Storm clouds have been hovering over John Pauley’s life for some time. With his wife having undergone multiple surgeries and possibly facing open-heart surgery, Pauley said things were not looking so great Saturday when he went to work.
But something remarkable happened that showed him good things still occur.
Pauley helped a missing 71-year-old Alzheimer’s patient be reunited with his family in the Valley.
On Saturday morning, Wendell Workman went missing from a home near Eighth Avenue and Country Club Drive in Phoenix. Workman’s family contacted police and put a missing person alert out for his whereabouts, but there were few clues to go on.
When Workman drove into Payson Care Center’s parking lot Saturday afternoon in a red Chevy Malibu, it had been just another workday for Pauley.
Pauley was standing near his landscaping truck and trailer when Workman approached and introduced himself.
Workman explained he was looking for his five sons, who had reportedly left him in a park a day earlier, Pauley said.
Concerned for his safety, Pauley tried to find out more about Workman’s family.
At first, due to a heavy accent, he thought Workman said his name was “Wortman.”

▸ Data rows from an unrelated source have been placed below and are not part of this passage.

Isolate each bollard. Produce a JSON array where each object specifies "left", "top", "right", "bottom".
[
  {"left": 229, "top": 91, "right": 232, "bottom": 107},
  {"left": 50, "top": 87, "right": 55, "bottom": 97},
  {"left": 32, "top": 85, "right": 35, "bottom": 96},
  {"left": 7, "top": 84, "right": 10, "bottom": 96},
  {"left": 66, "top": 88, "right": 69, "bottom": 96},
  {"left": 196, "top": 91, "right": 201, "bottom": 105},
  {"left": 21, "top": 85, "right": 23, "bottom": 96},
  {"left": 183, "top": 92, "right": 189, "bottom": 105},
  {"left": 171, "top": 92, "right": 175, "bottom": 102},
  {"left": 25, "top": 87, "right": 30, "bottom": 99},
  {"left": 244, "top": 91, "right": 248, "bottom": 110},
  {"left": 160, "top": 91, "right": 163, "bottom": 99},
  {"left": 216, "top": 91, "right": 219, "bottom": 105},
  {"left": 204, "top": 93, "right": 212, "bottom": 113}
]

“I thought this is great, I could help him,” he said. Wortman is a name shared in his wife’s side of the family.
Pauley called his wife’s cousin and had him speak with Workman. However, it became clear the cousin knew none of his family because “he was actually looking for Workman,” Pauley said.
Workman said he had been at a park with his sons, when they up and left him.
When Pauley asked what park he was at, Workman said he thought it was in Texas.
When Workman started repeating things and changing other parts of his story, Pauley knew something was not right.
“I said ‘let’s go inside and get a phone book’ because I thought maybe they (his family) lived in town here,” he said.
Pauley also called the local police. While they waited for officers to arrive, Pauley learned Workman used to be a coal miner and had family in Ohio. Pauley’s parents were also from Ohio, so they reminisced about the area.
At some point, Workman took out his wallet and tried to give Pauley a large sum of money. “I told him ‘No’ and to put it away because ‘I am here to help, not to get your money,’” he said.
After talking for nearly 90 minutes, Pauley said he developed a bond with Workman and that he thought God had sent him his way to help.
“I just felt a real connection to help him find his family,” he said. “When I asked him ‘Where are you going to go?’ if you can’t find them, he said he would go to Michigan.”
Luckily, before leaving Payson, Workman had stopped at Payson Care Center. “He said he thought it looked like a good place to get help.”
When a Payson police officer arrived, he ran Workman’s name and it came back with a missing/endangered alert, Pauley said.
Later, Pauley learned Workman lives in the Valley with one of his sons.
It wasn’t the first time Workman had gone missing. In December 2010, Workman left his home without telling anyone where he was going. He was later found by the Ft. McDowell Police Department along the side of the road.
Helping Workman get home felt great, said Pauley.
“It happened at the right time for me,” he said. “It was real uplifting to help someone.”
In Pauley’s life, things have not been going so well.
“We have been having a hard time here,” he said. Pauley’s wife Shawna has undergone several surgeries, one from an infection that developed after a back surgery, another to remove her gallbladder and most recently a blood clot in her heart that may require open-heart surgery.
Pauley himself has also had back surgery.
In all between them, there have been six surgeries in the last five years.
“So there have been lots of ups and downs,” he said. “We have had a lot of bad luck.”
Helping Workman, however, has given Pauley new strength in his faith.